Ma soprattutto gli investigatori hanno preso nota delle telefonate dirette tra l’armatore e la politica. La legge, però, in casi simili, prevede che per l’utilizzo a carico del parlamentare serva l’autorizzazione della Camera di appartenenza: il Senato in questo caso. Se il gip dovesse ritenere rilevanti le conversazioni, dopo aver fissato udienza con le parti, dovrà chiedere al Senato l’autorizzazione al loro utilizzo. In caso di rifiuto, le intercettazioni devono essere distrutte. Stessa sorte avrebbero qualora il gip le ritenesse irrilevanti.

Altri elementi, nel frattempo, emergono dalle carte dell’inchiesta. Riguardano ancora Girolamo Fazio, deputato regionale, ex sindaco di Trapani e ricandidato a primo cittadino nella città siciliana, arrestato venerdì. Fazio, secondo gli atti dell’indagine, minacciò la dirigente regionale pro tempore Dorotea Piazza dopo l’annullamento in autotutela del bando di gara per l’affidamento dei servizi marittimi dalla Sicilia alle Egadi e alle Eolie. In occasione di un tavolo tecnico il consigliere regionale eletto col Pdl (ma ora nel gruppo misto) disse pubblicamente anche: “La pagherete cara, è questione di tempo… ma la pagherete cara”. La dirigente regionale Dorotea Piazza presentò nel luglio 2016 un esposto alla procura facendo una dettagliata esposizione della vicenda che riguardava l’affidamento dei trasporti marittimi. Dalle conversazioni, scrivono i magistrati, si evince che Fazio sia “una vera e propria longa manus dell’armatore Morace”. I magistrati scrivono che è chiaro “l’asservimento della funzione amministrativo-pubblicistica esercitata da Fazio agli interessi privati, e prettamente economici, di Ettore Morace”. Ma nonostante ciò Fazio non sentiva riconoscenza da parte dell’armatore per la cui azienda si era “fatto un culo così”.

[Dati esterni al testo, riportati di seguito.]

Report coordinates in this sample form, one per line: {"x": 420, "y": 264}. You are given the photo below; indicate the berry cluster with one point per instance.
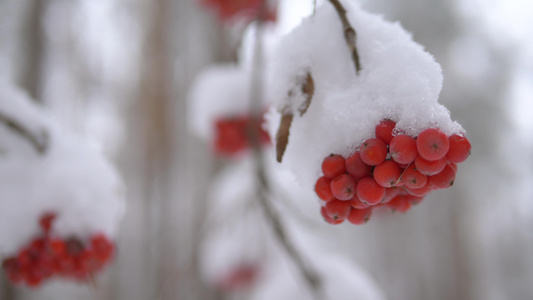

Nella notte, peraltro, alcuni cartelloni con scritte di solidarietà a Morace sono stati affissi davanti ai cancelli della sede della società di navigazione, la Liberty Lines, e del Trapani Calcio, di proprietà della famiglia Morace. “Siamo vicini alla famiglia Morace”, c’è scritto su uno dei cartelloni, “Io sto con Morace” recita un altro.

“Anche dalla politica non ho avuto alcun sostegno: anzi in quest’ambito la situazione è stata ancora più dura. Non mi faccia dire altro. C’è un’indagine in corso e in questi casi si deve parlare poco. Ho avuto il grandissimo appoggio dei direttori con i quali ho avuta una sintonia di metodo e di percorso assoluta. E se ho intrapreso certe scelte è stato grazie alla loro perfetta condivisione”, fa intanto sapere tramite l’Ansa Dorotea Piazza. “Poi ci sono delle scelte autonome di cui mi assumo la piena responsabilità. – conclude – Sa non cerco nessuna popolarità. Non pensavo che il mio nome uscisse così in fretta. Certo chi è rimasto coinvolto nell’indagine ha capito subito da dove è partita”.